Aug 27, 2020

5 tips for designing database architecture

Designing database architecture is a challenging task, and it gets even more difficult when your app keeps getting bigger. Here are several tips on how to manage your data structure in a more efficient way.

Yurii Mironov
Yurii Mironov

Designing database architecture is a challenging task, and it gets even more difficult when your app keeps getting bigger. Here are several tips on how to manage your data structure in a more efficient way.

Get closely acquainted with the application domain

Every database table is meant to represent some sort of entity.

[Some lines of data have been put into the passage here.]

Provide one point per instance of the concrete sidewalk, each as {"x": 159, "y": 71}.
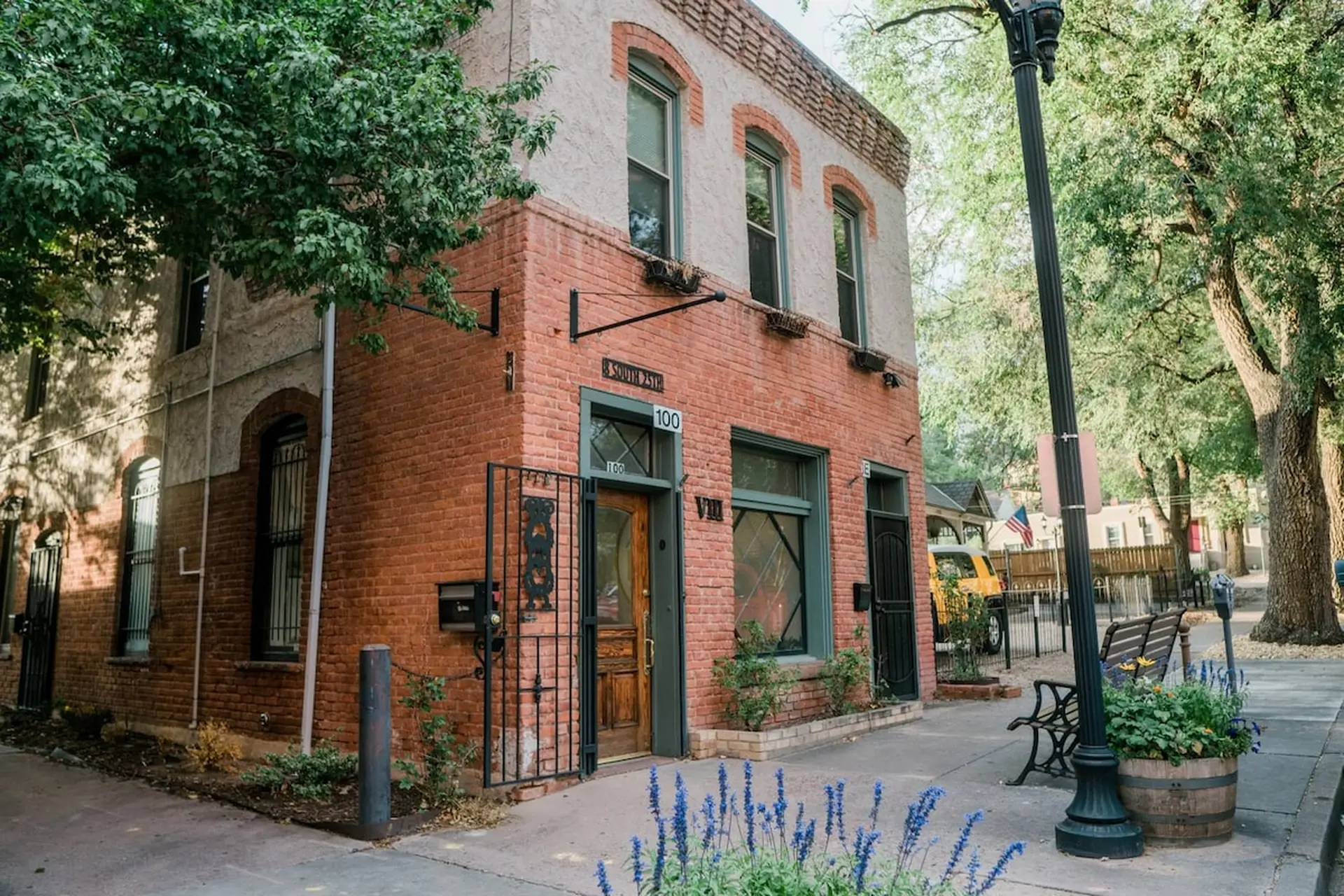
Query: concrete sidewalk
{"x": 93, "y": 834}
{"x": 1284, "y": 801}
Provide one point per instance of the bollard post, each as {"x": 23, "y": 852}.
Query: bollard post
{"x": 375, "y": 734}
{"x": 1184, "y": 649}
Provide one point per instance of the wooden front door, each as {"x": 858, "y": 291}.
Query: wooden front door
{"x": 624, "y": 649}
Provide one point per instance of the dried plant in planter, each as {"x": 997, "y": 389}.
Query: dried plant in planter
{"x": 676, "y": 274}
{"x": 785, "y": 323}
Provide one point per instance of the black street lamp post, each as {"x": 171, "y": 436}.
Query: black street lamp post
{"x": 1097, "y": 825}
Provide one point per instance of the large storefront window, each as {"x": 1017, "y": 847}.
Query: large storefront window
{"x": 778, "y": 548}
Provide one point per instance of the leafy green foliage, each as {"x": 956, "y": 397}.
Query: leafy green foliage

So, a good start to designing a database schema is to become familiar with the application domain. This is even more crucial if the project exists in a state of rapidly changing requirements and an unclear scope.

As customers use applications to solve their business problems, all their feature requests will be based on processes specific to their particular industries. So, even if they do not request something yet, it is a good move to keep in mind how they do business and depict it in a database schema.

Let us consider an example. Our customer is a logistics company looking for a new application to track transportations. Their initial requirements are ways to track:

  • Railway logistics
  • Automobile logistics
  • Shipping by sea.

These kinds of transportation may look entirely different and have different properties and varying logic around them, so it is easy to get disoriented and implement them as different entities unrelated in any way. However, it is possible that tracking all these transportations is needed to generate a single large report about the state of warehouses. This may come as a surprise to those unfamiliar with the application domain and can be costly if the database schema is not properly designed.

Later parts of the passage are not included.